Monday, January 13, 2014

PDF Files - Converting to Word

Question: When I convert a PDF file to a Word document not all of the characters are correct.  Why does this happen?

Answer: Not all PDFs are made the same way.

PDFs - you can say there are basically two types of PDF files - scanned from paper and created on a computer.

Scanned PDFs - pages are images. OCR (optical character recognition) has to look at all the dots of ink and figure out what is what.

Based on patterns our software tries to determine characters, images, font, etc. Some dots can be noise or can be diacritics. We try to figure this out as best we can. Quality of scan and font type certainly affect analysis and success of detection. 

Computer generated PDFs - usually these types of PDFs include font information (PDFs are built with mapping/encoding details, they do not include characters, words, sentences, paragraphs, headers/footers, details). We figure all this stuff out and reconstruct the document with structure. Some PDF creators do not use standard encoding so we have to again do some detective work to try and determine what is in the PDF. If the font has been computer generated and we have details included in the PDF and the computer you convert to Microsoft Word has the same font installed, then you should get these other fonts in the Word file. For example, we convert CJK (Chinese, Japanese, Korean) PDFs that have been computer generated into correct Word documents.
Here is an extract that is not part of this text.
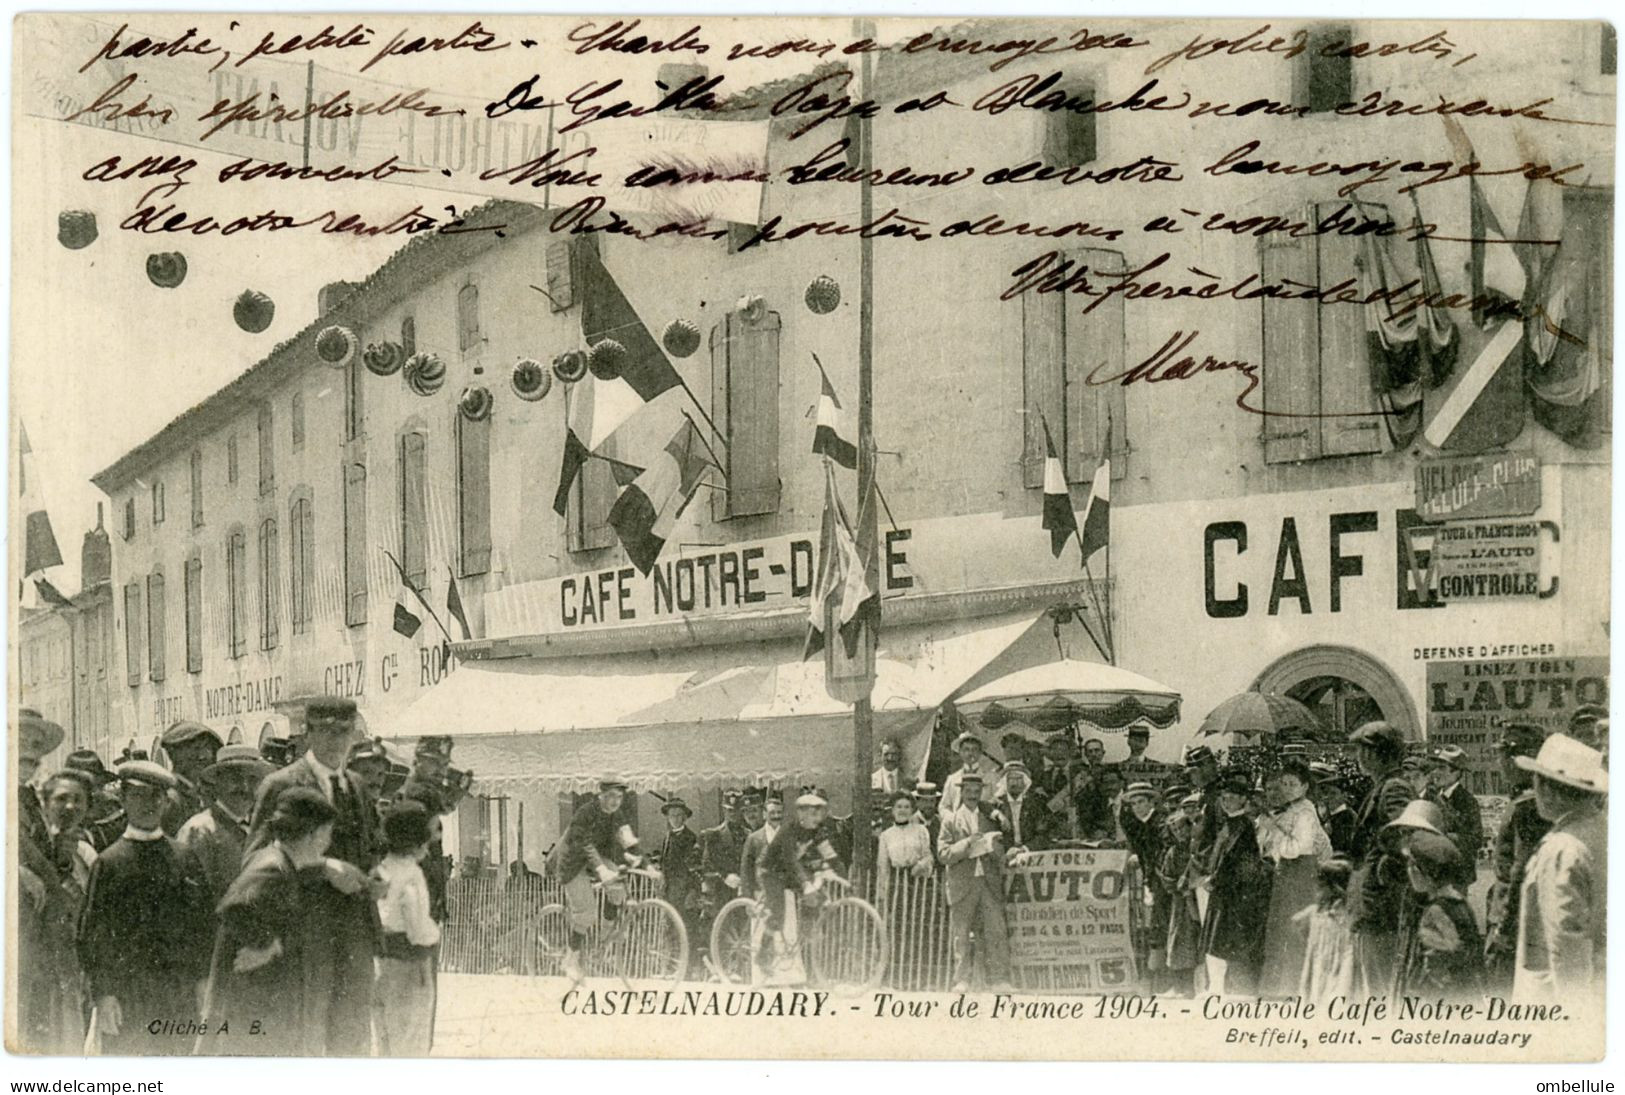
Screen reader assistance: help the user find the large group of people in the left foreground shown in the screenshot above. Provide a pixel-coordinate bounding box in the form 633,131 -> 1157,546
16,699 -> 465,1056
Fonts - if we have the information from the PDF or we determine the language/font and it includes diacritics we use the correct characters for the font/language. We have done a lot of work to support foreign languages with our OCR and again, with our standard PDF conversion software.

Forcing OCR on computer generated PDFs - turning on text recovery for all characters and pages forces all PDFs through our OCR processing which is not the best solution. With non-standard encoded documents it can provide a better conversion, but if your PDF is a standard computer generated one then our default document reconstruction processing is best.